Благотворительность в различных обличьях — это незваный гость, которого бедняки видят часто; но вежливость и деликатность — это посетители, которыми их редко удостаивают.
Нет более горького стыда, чем презирать самого себя. В современном обществе труднее оставаться верным высоким законам и чистым инстинктам, чем в дни мученичества.
Оплакивают смерть детей, но, возможно, превращение их в черствых мужчин и женщин — это более печальная перемена, которую приходится видеть.
Честь — это вещь старого мира, но она приятно пахнет тем, в чьих руках она сильна.
Молодые жизни бросаются на поток жизни, как лепестки роз на быстротечную реку, и лепестки роз винят, если река слишком сильна и слишком быстра для них и они погибают. Это вина лепестков роз.
Каждая хорошенькая женщина должна быть кокеткой, каждая умная женщина — политиком; цель, дух, интрига, соперничество, которые сопровождают каждое из этих занятий, составляют ту соль, без которой великий обед был бы безвкусным.
В этих старых австрийских городах церкви — всегда очень благоговейные места; темные и спокойные; перегруженные, правда, украшениями и изображениями, но слишком полные теней, чтобы они могли сильно оскорбить; там аромат столетий ладана; стены желтые от сырости веков.
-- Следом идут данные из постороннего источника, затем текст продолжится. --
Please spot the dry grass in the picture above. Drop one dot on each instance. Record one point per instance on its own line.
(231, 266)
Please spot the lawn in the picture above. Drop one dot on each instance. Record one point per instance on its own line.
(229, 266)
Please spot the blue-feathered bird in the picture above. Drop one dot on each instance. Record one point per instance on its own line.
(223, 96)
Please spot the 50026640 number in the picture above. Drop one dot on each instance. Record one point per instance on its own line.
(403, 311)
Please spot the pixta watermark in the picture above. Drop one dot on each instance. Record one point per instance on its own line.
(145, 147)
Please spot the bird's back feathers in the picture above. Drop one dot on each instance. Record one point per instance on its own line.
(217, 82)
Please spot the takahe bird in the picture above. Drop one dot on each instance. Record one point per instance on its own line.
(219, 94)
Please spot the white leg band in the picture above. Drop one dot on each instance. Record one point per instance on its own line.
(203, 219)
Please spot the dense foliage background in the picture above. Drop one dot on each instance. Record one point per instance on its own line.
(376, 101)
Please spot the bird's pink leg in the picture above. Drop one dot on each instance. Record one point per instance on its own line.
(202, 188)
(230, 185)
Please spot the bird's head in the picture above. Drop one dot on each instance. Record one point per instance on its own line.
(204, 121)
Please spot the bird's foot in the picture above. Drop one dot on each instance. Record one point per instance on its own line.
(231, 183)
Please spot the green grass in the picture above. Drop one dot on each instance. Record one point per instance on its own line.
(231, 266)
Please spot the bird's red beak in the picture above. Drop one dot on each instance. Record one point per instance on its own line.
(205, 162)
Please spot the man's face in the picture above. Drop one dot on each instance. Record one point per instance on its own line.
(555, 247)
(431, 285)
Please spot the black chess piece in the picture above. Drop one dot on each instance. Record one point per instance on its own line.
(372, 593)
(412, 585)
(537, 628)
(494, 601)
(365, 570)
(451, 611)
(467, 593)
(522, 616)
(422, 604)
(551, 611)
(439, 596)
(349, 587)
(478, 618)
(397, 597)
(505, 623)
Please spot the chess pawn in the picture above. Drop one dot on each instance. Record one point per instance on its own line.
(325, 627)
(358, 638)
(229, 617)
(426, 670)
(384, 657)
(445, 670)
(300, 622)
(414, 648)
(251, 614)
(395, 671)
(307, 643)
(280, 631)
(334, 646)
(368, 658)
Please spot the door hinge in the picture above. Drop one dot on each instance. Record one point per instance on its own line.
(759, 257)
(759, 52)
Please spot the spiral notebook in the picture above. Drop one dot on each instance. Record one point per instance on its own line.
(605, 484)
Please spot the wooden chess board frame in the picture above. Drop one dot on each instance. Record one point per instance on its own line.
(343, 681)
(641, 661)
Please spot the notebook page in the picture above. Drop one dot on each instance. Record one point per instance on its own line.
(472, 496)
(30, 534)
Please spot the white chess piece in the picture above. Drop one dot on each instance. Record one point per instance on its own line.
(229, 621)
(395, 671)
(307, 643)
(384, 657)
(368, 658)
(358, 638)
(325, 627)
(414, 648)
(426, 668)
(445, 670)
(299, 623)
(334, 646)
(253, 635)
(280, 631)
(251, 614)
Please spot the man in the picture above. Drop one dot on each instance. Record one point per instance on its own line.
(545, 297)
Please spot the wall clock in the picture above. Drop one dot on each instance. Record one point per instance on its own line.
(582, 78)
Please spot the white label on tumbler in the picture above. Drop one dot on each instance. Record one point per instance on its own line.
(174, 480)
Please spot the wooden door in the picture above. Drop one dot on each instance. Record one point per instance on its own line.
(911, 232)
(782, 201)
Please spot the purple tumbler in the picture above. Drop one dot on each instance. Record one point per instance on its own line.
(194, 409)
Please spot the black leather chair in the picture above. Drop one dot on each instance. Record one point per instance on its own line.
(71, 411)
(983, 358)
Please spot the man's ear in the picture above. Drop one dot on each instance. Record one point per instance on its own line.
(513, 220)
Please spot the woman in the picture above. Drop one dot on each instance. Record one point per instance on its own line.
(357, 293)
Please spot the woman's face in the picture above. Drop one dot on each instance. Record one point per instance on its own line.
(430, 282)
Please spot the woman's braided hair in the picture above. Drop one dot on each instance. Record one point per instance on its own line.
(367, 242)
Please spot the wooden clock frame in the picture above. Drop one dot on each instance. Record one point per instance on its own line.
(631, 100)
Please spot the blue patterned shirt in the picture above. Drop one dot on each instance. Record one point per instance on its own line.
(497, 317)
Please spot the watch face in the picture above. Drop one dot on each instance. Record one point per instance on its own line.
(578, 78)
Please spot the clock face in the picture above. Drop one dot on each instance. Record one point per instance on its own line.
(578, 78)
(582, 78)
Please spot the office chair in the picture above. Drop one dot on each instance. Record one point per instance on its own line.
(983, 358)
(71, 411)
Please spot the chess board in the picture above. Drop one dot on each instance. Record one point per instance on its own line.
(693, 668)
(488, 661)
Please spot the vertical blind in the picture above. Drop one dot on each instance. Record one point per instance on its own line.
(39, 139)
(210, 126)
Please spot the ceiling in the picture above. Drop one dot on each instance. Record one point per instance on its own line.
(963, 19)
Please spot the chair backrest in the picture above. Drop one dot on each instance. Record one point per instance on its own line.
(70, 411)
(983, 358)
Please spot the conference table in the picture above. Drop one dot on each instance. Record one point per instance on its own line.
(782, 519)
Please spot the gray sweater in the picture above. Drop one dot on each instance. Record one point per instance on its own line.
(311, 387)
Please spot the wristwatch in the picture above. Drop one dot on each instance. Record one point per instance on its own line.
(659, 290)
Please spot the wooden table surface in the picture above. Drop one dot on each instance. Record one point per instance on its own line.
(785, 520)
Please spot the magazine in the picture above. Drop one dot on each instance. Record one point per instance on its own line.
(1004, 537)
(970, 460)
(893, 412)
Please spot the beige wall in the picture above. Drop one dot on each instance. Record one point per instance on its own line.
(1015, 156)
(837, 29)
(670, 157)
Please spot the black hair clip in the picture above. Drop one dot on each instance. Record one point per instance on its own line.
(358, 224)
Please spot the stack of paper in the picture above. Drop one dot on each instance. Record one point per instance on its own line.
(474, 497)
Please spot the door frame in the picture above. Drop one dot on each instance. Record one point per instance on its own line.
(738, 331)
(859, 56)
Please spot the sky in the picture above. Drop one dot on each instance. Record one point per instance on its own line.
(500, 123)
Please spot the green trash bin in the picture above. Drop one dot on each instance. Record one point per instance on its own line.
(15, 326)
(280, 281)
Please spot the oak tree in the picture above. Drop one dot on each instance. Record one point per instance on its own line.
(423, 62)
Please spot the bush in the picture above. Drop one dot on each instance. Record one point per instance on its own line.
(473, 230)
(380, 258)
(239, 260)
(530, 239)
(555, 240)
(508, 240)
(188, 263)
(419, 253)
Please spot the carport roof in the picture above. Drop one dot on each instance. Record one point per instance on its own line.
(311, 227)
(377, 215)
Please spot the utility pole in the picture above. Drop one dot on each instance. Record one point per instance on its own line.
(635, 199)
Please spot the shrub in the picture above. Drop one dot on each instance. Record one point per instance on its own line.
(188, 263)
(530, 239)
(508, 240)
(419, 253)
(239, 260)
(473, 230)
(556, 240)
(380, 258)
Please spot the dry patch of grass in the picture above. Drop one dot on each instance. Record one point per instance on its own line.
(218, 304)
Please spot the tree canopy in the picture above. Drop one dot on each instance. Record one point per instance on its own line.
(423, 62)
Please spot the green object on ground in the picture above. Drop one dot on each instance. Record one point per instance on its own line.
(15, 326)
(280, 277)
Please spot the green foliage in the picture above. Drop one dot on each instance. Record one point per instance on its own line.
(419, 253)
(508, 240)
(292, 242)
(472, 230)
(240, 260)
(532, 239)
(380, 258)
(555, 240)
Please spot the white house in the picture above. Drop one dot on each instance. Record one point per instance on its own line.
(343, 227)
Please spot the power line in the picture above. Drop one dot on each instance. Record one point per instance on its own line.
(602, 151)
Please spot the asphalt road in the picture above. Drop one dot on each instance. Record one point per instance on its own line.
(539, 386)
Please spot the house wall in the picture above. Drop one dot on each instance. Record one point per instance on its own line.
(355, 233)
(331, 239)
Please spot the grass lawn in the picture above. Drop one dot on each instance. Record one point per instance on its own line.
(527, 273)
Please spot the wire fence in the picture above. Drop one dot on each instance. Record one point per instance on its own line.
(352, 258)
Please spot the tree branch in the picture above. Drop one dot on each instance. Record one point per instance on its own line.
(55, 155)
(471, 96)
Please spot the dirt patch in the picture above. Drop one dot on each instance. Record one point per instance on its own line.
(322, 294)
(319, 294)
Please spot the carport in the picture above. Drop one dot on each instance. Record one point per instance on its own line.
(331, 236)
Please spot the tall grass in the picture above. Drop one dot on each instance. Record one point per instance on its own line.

Горные сюзерены и смелые рейтары, чьи подвиги до сих пор воспеваются в сумерках под цитру, глубоко под поросшим мхом тротуаром; их щиты и короны стерты до камня, на котором они были выбиты, проходящими ногами поколений верующих. Высоко в темноте всегда есть какой-нибудь колоссальный резной Христос. Через полуоткрытую обитую железом дверь всегда чувствуется запах соснового леса, блеск воды, зелень альпийской травы; часто также слышится серебристое падение дождя, и его свежий запах проникает через церковь, у черных скамеек и тусклых ламп которой обязательно будет молиться какая-нибудь старая согбенная женщина.
Мотыльки съедят все это тонкое, деликатное чувство, мало-помалу; мотыльки мира съедят сначала бескорыстие, а затем невинность, а затем честность, а затем порядочность; никто не увидит, как они едят, никто не увидит, как совершается опустошение, но мало-помалу тонкая ткань исчезнет, и на ее месте будет пыль. Ах, какая жалость! Какая жалость! Полотна выходят из ткацкого станка великого ткача достаточно прекрасными, но мотыльки мира съедают их все.